I'm worried that you might not have fully considered the tradeoffs
you're proposing to make. Dynamic range and precision are very
different. What do you mean by: "one should expect the same no. of bits
in the output as in the input"? If you're imagining that there are
going to be 16bits that are all zeros that you can happily chop off,
then you will be sorely disappointed by what you see in the hardware.
Both multiplicands could well use all 16 bits for precision. As long as
they're correctly aligned, you can multiply the 2 numbers, keeping only
the top 16 bits of your result. The magnitudes will be fine, but you
will have lost a lot of precision. You'll have to watch out for
overflow when you're summing the results of your multiplications.
Again, when you do the additions, you'll have to discard the bottom
bits of your results, in order to have 16 bit outputs for your
butterfly. This sacrifice of precision (which is perfectly reasonable)
will mean that there is a fundamental limit to the number of stages
(and therefore the largest FFT) you can have. The error will accumulate
and will at some point cause the results to breakdown. You could work
this out mathematically, but I'm sure someone on this board must have
done a similar thing as you've done and will be able to tell us how
large an FFT you can perform using such a technique.

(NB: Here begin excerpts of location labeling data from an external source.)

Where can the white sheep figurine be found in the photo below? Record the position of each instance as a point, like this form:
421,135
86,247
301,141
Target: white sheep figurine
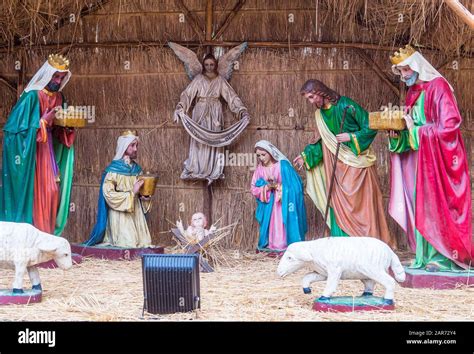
22,246
335,258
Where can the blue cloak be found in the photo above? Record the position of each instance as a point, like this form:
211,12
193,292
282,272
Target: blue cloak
293,209
119,167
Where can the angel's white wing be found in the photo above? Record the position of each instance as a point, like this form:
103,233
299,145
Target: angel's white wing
190,60
226,62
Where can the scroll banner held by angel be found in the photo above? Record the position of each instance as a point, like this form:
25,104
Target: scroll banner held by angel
205,126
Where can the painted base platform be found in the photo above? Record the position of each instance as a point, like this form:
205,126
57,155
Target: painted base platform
351,304
29,296
114,253
76,259
420,278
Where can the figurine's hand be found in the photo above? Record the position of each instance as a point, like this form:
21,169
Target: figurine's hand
409,121
48,116
298,162
342,138
137,186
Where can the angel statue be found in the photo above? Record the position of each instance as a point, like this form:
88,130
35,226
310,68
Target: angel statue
208,136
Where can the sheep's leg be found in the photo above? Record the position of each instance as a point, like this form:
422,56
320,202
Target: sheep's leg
334,276
369,286
388,283
34,278
311,278
20,269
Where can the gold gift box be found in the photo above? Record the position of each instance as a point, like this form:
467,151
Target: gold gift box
387,120
149,185
71,117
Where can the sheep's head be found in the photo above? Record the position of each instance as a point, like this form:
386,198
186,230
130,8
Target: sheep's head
62,255
294,258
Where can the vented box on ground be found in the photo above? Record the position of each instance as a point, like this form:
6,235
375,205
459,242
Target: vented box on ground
171,283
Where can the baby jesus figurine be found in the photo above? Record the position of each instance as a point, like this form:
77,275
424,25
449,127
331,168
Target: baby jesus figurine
197,230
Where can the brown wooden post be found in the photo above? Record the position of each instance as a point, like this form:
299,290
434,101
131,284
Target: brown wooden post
207,193
209,16
21,73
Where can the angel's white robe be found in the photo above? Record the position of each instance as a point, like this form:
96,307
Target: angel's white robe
205,162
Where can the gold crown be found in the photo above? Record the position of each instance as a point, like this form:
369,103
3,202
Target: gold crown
402,54
129,132
59,62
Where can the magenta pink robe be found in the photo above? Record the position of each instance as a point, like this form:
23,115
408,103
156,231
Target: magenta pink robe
277,233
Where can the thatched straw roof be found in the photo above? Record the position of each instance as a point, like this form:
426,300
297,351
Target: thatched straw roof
424,23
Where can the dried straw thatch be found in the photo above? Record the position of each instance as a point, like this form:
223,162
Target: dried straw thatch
250,290
122,67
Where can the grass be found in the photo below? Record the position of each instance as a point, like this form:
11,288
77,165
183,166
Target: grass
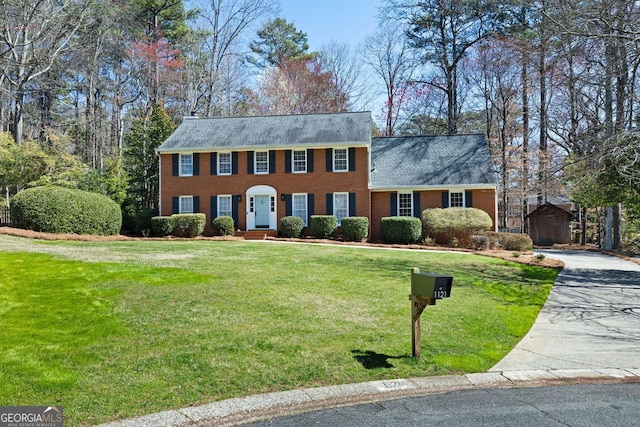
118,329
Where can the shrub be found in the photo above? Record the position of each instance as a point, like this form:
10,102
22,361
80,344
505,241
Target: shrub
323,226
188,225
355,228
63,210
401,229
479,242
461,223
161,226
291,226
223,226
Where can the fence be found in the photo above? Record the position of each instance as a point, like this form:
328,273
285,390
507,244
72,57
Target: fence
5,216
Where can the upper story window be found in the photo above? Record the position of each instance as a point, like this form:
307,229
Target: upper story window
261,162
405,204
186,164
224,163
340,160
456,199
299,160
186,204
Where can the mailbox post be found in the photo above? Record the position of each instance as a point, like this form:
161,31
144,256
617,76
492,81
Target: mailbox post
426,288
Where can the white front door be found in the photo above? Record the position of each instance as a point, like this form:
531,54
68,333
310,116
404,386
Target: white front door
263,210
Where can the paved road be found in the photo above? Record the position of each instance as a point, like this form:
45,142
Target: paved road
579,406
590,320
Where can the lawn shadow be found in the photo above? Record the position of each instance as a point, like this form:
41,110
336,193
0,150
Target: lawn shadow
372,360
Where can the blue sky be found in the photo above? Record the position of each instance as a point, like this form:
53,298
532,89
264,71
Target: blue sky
345,21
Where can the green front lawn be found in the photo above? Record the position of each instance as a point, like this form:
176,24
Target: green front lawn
119,329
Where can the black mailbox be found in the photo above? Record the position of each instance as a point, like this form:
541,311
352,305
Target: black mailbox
430,285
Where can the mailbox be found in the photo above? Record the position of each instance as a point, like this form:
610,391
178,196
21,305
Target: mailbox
430,285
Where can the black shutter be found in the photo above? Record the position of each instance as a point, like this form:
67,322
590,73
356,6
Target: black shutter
416,205
214,207
394,204
352,204
310,160
234,163
310,207
445,199
250,162
175,164
329,203
196,164
287,161
235,201
272,161
213,163
288,205
352,159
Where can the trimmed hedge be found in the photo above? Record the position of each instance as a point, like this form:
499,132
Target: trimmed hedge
447,225
162,226
291,226
223,226
323,226
509,241
401,229
54,209
188,225
355,228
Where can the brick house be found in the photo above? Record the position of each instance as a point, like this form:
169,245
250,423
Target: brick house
259,169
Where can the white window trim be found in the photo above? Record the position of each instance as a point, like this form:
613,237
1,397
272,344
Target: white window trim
225,196
255,163
346,157
306,206
335,195
463,198
293,161
220,163
184,198
181,173
410,193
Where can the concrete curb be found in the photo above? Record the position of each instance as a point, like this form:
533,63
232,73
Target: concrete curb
252,408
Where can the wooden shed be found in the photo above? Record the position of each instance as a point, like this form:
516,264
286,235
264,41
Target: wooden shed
549,225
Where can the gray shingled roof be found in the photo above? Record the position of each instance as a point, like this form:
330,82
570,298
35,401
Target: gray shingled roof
321,130
422,161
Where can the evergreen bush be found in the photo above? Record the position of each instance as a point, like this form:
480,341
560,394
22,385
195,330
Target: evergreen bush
223,226
188,225
401,229
323,226
54,209
291,226
355,228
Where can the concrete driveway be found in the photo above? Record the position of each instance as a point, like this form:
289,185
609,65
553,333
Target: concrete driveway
591,319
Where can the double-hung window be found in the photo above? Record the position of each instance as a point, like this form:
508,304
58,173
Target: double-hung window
224,163
456,199
405,204
261,162
224,206
186,164
299,161
299,207
340,206
186,204
340,160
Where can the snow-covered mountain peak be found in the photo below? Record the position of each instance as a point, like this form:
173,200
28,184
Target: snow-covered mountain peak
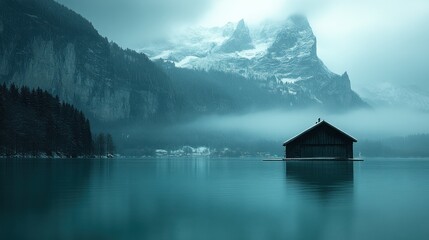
282,56
240,40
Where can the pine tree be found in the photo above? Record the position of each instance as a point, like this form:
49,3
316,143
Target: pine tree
110,146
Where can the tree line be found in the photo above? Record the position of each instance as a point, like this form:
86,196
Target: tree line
33,122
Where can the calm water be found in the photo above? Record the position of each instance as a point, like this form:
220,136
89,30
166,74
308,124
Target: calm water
213,199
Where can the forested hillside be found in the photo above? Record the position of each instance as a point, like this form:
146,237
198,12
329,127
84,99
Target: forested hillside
33,122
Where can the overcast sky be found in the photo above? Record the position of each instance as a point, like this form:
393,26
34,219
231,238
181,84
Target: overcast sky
374,40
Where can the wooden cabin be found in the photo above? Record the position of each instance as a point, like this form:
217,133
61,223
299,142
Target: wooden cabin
320,141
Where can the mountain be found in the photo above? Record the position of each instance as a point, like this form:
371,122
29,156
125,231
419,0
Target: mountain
44,44
281,57
386,94
239,41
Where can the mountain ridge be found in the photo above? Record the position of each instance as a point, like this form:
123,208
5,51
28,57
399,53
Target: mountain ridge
284,60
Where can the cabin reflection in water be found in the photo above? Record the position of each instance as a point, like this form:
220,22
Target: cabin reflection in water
324,177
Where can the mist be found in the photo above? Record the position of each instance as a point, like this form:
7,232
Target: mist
282,125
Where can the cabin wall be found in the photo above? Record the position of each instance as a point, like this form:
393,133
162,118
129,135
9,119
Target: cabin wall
321,142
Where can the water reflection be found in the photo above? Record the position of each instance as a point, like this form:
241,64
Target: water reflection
325,188
323,177
36,189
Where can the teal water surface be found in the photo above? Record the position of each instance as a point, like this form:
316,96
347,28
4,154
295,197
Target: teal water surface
212,198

All the above is given with the following caveats:
1. I'm new to this sort of thing.
2. I'm a notorious idiot.

so if anyone can yay or nay the above, it would be helpful :)

Q: I'm making a FFT block in hardware (on an FPGA) and I need some
advice on multipliers:

1. I have made a simple (Fixed point arithmetic) Radix-2
Decimation-in-time butterfly block which takes in two 16-bit complex
inputs and another 16-bit input twiddle factor input and produces two
complex outputs. Now with any standard multiplier circuit, multiplying
N bits by N bits gives 2N bit products. However, as twiddle factor
terms are actually Cos()/Sin() terms i.e. lesser than or equal to 1,
one should expect the same no. of bits in the output as in the input.
So what I've done is that I've made a multiplier circuit which simply
neglects (or masks off) N bits from the 2N bit result. This way I can
make a single butterfly which can be cascaded to give 2^n sized
(larger) FFTs. I just wanted to confirm if I'm on the right track...

Am I forgetting something in my implementation or is this sufficient ?

2. Newer FPGAs have multipliers/arithmetic-circuits built into them. Is
there anyway to exploit these internal features without wastage, such
as by masking the higher bits ? 

Thank you,
Satpreet 
India